We asked mother lily if she wants to share my dad's bed when she get here, on the phone last night and she said ,"oh no! I'll be sleeping with Anton(my 5 year old nephew)" and I was like "i told you so" to my sister, because she's having this idea that mom will actually be sleeping at dad's bed, she just didn't get it, that mother lily has fallen out of love to her husband already.A very long time ago.

We just don't know how father lily will take this, for all i know, he's expecting it to be the other way around.He might be un-manageable if he finds out that mother lily wont be sleeping with him,I feel the pity for him,he needs to wake up to reality.My mom is just being civil, she's doing her best to be friendly at him, but dad, thinks otherwise.
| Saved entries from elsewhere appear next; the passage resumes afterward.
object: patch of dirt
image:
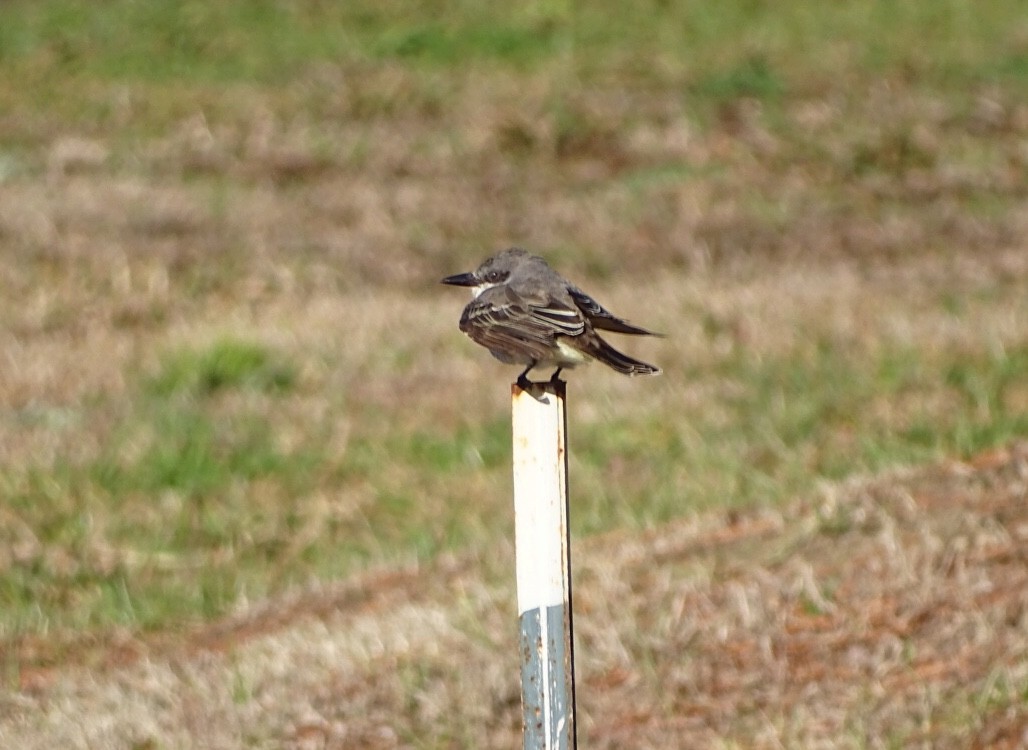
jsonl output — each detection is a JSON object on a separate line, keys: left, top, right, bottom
{"left": 2, "top": 443, "right": 1026, "bottom": 748}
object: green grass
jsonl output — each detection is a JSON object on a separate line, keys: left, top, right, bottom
{"left": 1, "top": 340, "right": 321, "bottom": 633}
{"left": 570, "top": 340, "right": 1028, "bottom": 533}
{"left": 146, "top": 338, "right": 296, "bottom": 397}
{"left": 4, "top": 333, "right": 1026, "bottom": 639}
{"left": 1, "top": 0, "right": 1025, "bottom": 144}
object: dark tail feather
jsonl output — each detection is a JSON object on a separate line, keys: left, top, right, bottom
{"left": 589, "top": 335, "right": 661, "bottom": 376}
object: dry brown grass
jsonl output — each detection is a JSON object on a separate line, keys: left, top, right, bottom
{"left": 3, "top": 444, "right": 1027, "bottom": 748}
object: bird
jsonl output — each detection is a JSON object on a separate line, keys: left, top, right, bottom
{"left": 441, "top": 247, "right": 661, "bottom": 388}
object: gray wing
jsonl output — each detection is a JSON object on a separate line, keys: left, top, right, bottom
{"left": 568, "top": 286, "right": 659, "bottom": 336}
{"left": 460, "top": 284, "right": 586, "bottom": 360}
Actually I'm bothered, what will happen? I mean by the time my mom reached home. This will be the first time, she will actually spending time together with my father, because not until last year, my dad worked as a supervisor at a food processing at Saudi Arabia.Mother lily was always successful avoiding him, like she's having her vacation leave every month of May and dad will be having his at December, its been like that for like 5 years or so.

But dad quit his job and now living like a king here LOL!See yah next time!

By the way I created a multiply account haha.pls add me up if you have I'm so kawawa I don't have any friends there yet! www.maccallister.multiply.com

Related posts:A Family Show (part 1)
Related posts:Father and Son Story

January 25, 2009

Are You A Mama's Boy?

I just watched this movie "Ice castle" I remember this movie from my childhood days hehe I think I first saw this film when I was 10 years old with my mom and it brings back some sweet memories...we cried together with this movie and it made me cry once again.I mean Im so close to my mom,I'm proud to say Im a mama's boy hehe.

I dont know if most of us gay's and bi 's are this close to their mom,I mean are we mama's boys?Is it our mom's fault that we are gay?haha and that our dad is just out of the picture while we were growing up that there are no manly influence in our lives?(sisihin ba daw nanay niya!)

Are you closer to your mom than your dad?